6時過ぎに起床して午前中はネット作業やら掃除、テラスの整理、さらには溜め込んだ本の同時進行読書など。FBでボランティアでリサイクルの鉢植えを山田町に送ったといいう岩手日報の記事に出会ったことで、彼の地の現状についてリサーチを始めたら、今日の午後「山田町合同慰霊祭」とのこと。3ヶ月が過ぎやっと一区切り。そういう時期になったということか。しみじみと山田町で出会った人たちに想いを馳せる。山田町に今朝から行っているこーめい先生に早速メールした。

12時に神保町でじょうじ君&星くり君(SSU)と待ち合わせ。いつもの中華で乾杯しキンキンに冷えたビールをぐびりとしてから今日の作戦開始。ライブ用の新しいギターを買うべく物色するのが目的だ。大人なんだからたかがギターを買うのに「つるむ」ことはないんだけど(笑)。まず星くり君のアドヴァイスでHobo'sという小川町のギター屋へ。僕らは神保町は中学生の頃から歩き回っていて結構知っていると思っていたけれど、こんな名店が地下にあったなんて知らなかった。センスのいい逸品ばかりの品揃え。今日は日本のギターSugiやYokoyamaを弾き比べる。Yokoyamaは中古品だけれど新しくきれいなギター。優しく円やかな音。さすがに音鳴りはすばらしく、単音だけでなくストロークのバランス。作りもYokoyamaらしく美しい。このギターは値段が新品のほぼ半額というのも魅力的だった。ただねえ、残念だったのはトップのデザイン(この画像の形)がイマイチ好みじゃないこと。
それにしても、あのクラスの日本のギターの実力はダントツだと思った。喰わず嫌いだったから知らなかったけれど、同じくらいの値段のMartinでは全然及ばないくらいの差があるかも。目からウロコの発見。

その後、Dr.Soundsで2週間前に一目惚れした例のギターをあらためて弾き直す。キラビやかでヴォリュームのある音。小ぶりでライブ用としては取り回しが良さそうで、(あとで知ったけれど)フィンガーピッキング用に開発されたというギター。同時に12年間主にライブに使用したOvation Custom EliteはDr. Soundsにトレードインした。その後はいつものムームーダイナーで今年後半の作戦会議など。新しい彼女は酔っぱらいオヤジたちによって「まーく5号:あやちゃん」(えっ?)と仮命名。その後は「世界の山ちゃん」へ移動して、むふふの手羽先を各自お土産に。いい日曜日。

June 25, 2011

インとアウトを意識しないとシュリンクする

これはネットで書評を読んだり話題の本を見つけた場合には、アマゾンで買う事が多いのだけれど、基本的にはやはり本は本屋さんで選びたい。というか、昔から本屋さんの空気が好きなのだ。本屋さんという「場」に関しては子供の頃の本屋体験も原風景としてあるのだろう。最近では、「本を選ぶ」ということそのものがエンターテインメントになっていて、いろんな新しいパターンの本屋さんがあって楽しい。店のポリシーとセンスの差も大きいけれど。今日の午後は自由が丘のBOOK 1stで2時間。小説2冊、対談集1冊、新書1冊、講演集(講義録)1冊、雑誌Mook 1冊。あーあ、これから読む本がどんどん増えていく。てか、これが僕のパターンだけれど。本を買う気になる時は、わりとポジティブな気分の時。日々の生活が刺激的で様々な体験が糧になる若い頃とちがって、インプットとアウトプットを自ら意識してし続けなければ、どんどん自分がシュリンクする危機感がある。その後はジムに寄りがっつり泳いでから、夜は家族で飯田橋「おけ以」をリピート。むふふふっと、今夜も大満足。

June 24, 2011

今だから笑って言える時代のこと

毎年恒例の医療連携の会@自由が丘。
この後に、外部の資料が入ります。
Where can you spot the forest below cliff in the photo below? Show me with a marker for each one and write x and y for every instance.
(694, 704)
もう14回目になる。改めて時の流れの速さに驚く。

開院当初は文字通り「オープンホスピタル」として病院の待合ロビーで研究会や講演会をして、連携医(アテンディング・ドクター)と語り合い、病院の紹介や連携の組織作りをしたものだ。規模も徐々に大きくなり、近くの中華レストランでやるようになってから、もうかなり経つ。7ー8年か。今でこそ笑い話だけれど、開院当初は医師会からバッシングを受けて、日々気苦労が多かった。それに突然やって来た「正体不明のよそ者」に対する地域の厳しい目。ヘンな噂を立てられたり。当時僕は40歳になったばかりで、自信過剰でコワいもの知らずだったので、院長などというストレスフルな仕事を引き受ける気になったんだろう。ワカゲノイタリともいえるし、まさしく人生における「縁」なのだけれど。
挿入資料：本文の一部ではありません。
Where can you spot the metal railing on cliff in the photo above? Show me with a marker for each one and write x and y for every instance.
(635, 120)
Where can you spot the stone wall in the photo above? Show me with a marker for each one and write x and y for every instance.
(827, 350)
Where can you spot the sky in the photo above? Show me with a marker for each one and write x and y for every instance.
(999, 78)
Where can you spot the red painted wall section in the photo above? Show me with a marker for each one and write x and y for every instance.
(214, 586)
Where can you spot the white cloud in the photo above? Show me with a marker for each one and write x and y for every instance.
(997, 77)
自分たちにできることを真摯に正直に心をこめて診療すること(だってソレしかないじゃないか!)、それを日々継続することにより、少しづつ少しづつ周囲の信頼感を熟成していったのだ。そう、まさに「信頼を熟成」すること。「戦略」というより「そうせざるを得ない状況」だった。数年経ち、僕自身医師会の仕事に関与するようになって、地域の医療を俯瞰的に観られるようになった事も大きいと思う。
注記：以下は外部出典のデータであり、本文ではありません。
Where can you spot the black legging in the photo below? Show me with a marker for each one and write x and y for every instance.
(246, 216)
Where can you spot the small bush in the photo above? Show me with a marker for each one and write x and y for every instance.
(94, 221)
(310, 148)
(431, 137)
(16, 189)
日本中の小規模の急性期病院が厳しい医療情勢の中で四苦八苦し、ばたばた倒産や廃院する中で、僕らはチームワークとフットワークだけを武器にして何とかサヴァイヴした。もちろん、病院グループ(TMG)からの支援なくしては成し得なかったことは明らかだ。そして、あっという間に14年。医師としての仕事は現在進行形で過去を振り返って、まだ「総括」する歳ではないけれど、小さいながらも組織をとりまとめる立場としては、あの辛い時期があったから今の自分(と「場」としての病院)があると、常々自戒することにしている。